Chinese leaders have given final approval for a long-awaited new international airport in Beijing, costing $11.2 billion, to ease crushing congestion at the existing facility, state-run media said Monday.

The huge new airport south of the capital will have six runways for civilian aircraft and a seventh for military use, the China Daily said, citing CAAC News, a paper linked to the country's civil aviation administration.

Approval of the airport comes despite China's Communist leaders saying they want to retool the economy away from such big ticket infrastructure projects, which have been a key driver of economic growth in recent decades.

Beijing Capital International Airport, north of the city, has been ranked as the world's second busiest airport for three years, handling 81.8 million passenger movements in 2012, the China Daily noted.

"The plan for a new airport has been approved by the State Council (China's cabinet)," it quoted a Beijing aviation spokesman as saying.

Official confirmation was not immediately available.

Reports said the new airport was scheduled to open by the end of 2018 and have a capacity of 70 million passengers a year by 2025.

It will cost at least 70 billion yuan ($11.2 billion), CAAC News reported, adding that the proposal was made as long ago as 2008 but not approved by the Central Military Commission until the end of last year.

The military enjoys priority over China's airspace, which has worsened congestion for civilian flights forced to ply narrow air corridors.

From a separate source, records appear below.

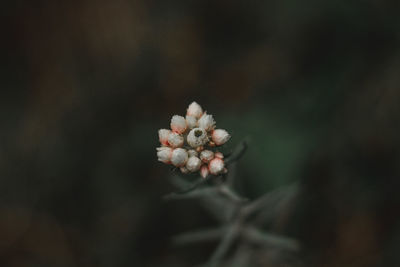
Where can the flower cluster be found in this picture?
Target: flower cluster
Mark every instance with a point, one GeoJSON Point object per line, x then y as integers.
{"type": "Point", "coordinates": [191, 142]}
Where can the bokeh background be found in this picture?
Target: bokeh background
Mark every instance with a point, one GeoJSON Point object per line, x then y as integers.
{"type": "Point", "coordinates": [85, 85]}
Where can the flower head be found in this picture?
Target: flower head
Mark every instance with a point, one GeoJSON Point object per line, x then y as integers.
{"type": "Point", "coordinates": [190, 144]}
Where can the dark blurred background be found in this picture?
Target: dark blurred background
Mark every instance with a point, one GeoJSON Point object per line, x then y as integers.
{"type": "Point", "coordinates": [85, 85]}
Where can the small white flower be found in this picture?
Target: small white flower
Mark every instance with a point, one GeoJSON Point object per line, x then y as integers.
{"type": "Point", "coordinates": [197, 137]}
{"type": "Point", "coordinates": [191, 121]}
{"type": "Point", "coordinates": [164, 154]}
{"type": "Point", "coordinates": [193, 164]}
{"type": "Point", "coordinates": [220, 136]}
{"type": "Point", "coordinates": [184, 170]}
{"type": "Point", "coordinates": [192, 153]}
{"type": "Point", "coordinates": [206, 122]}
{"type": "Point", "coordinates": [219, 155]}
{"type": "Point", "coordinates": [178, 124]}
{"type": "Point", "coordinates": [175, 140]}
{"type": "Point", "coordinates": [216, 166]}
{"type": "Point", "coordinates": [179, 157]}
{"type": "Point", "coordinates": [204, 171]}
{"type": "Point", "coordinates": [194, 110]}
{"type": "Point", "coordinates": [206, 155]}
{"type": "Point", "coordinates": [163, 136]}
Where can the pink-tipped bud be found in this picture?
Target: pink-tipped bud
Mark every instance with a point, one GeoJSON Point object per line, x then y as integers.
{"type": "Point", "coordinates": [220, 136]}
{"type": "Point", "coordinates": [191, 121]}
{"type": "Point", "coordinates": [175, 140]}
{"type": "Point", "coordinates": [178, 124]}
{"type": "Point", "coordinates": [192, 153]}
{"type": "Point", "coordinates": [184, 170]}
{"type": "Point", "coordinates": [163, 135]}
{"type": "Point", "coordinates": [164, 154]}
{"type": "Point", "coordinates": [206, 156]}
{"type": "Point", "coordinates": [216, 166]}
{"type": "Point", "coordinates": [179, 157]}
{"type": "Point", "coordinates": [219, 155]}
{"type": "Point", "coordinates": [195, 110]}
{"type": "Point", "coordinates": [204, 171]}
{"type": "Point", "coordinates": [206, 122]}
{"type": "Point", "coordinates": [197, 137]}
{"type": "Point", "coordinates": [193, 164]}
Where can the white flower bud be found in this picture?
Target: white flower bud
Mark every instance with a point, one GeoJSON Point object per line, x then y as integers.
{"type": "Point", "coordinates": [219, 155]}
{"type": "Point", "coordinates": [204, 171]}
{"type": "Point", "coordinates": [220, 136]}
{"type": "Point", "coordinates": [178, 124]}
{"type": "Point", "coordinates": [216, 166]}
{"type": "Point", "coordinates": [193, 164]}
{"type": "Point", "coordinates": [206, 155]}
{"type": "Point", "coordinates": [191, 121]}
{"type": "Point", "coordinates": [184, 170]}
{"type": "Point", "coordinates": [164, 154]}
{"type": "Point", "coordinates": [179, 157]}
{"type": "Point", "coordinates": [206, 122]}
{"type": "Point", "coordinates": [163, 136]}
{"type": "Point", "coordinates": [192, 153]}
{"type": "Point", "coordinates": [195, 110]}
{"type": "Point", "coordinates": [175, 140]}
{"type": "Point", "coordinates": [197, 137]}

"The current law on civil aviation was made in 1995, and it should be revised after 18 years of tremendous changes in society and rapid economic development," the China Daily quoted Liu Weimin, professor at the Civil Aviation Management Institute of China, as saying.

Beijing Capital -- the world's second busiest airport after Hartsfield-Jackson in Atlanta -- saw a major expansion in the run-up to the 2008 Olympics, reflecting China's relentless economic rise, but passengers have long complained of delays.

A new airport would put Beijing alongside the likes of New York, London, Paris and Tokyo as cities with more than one major facility.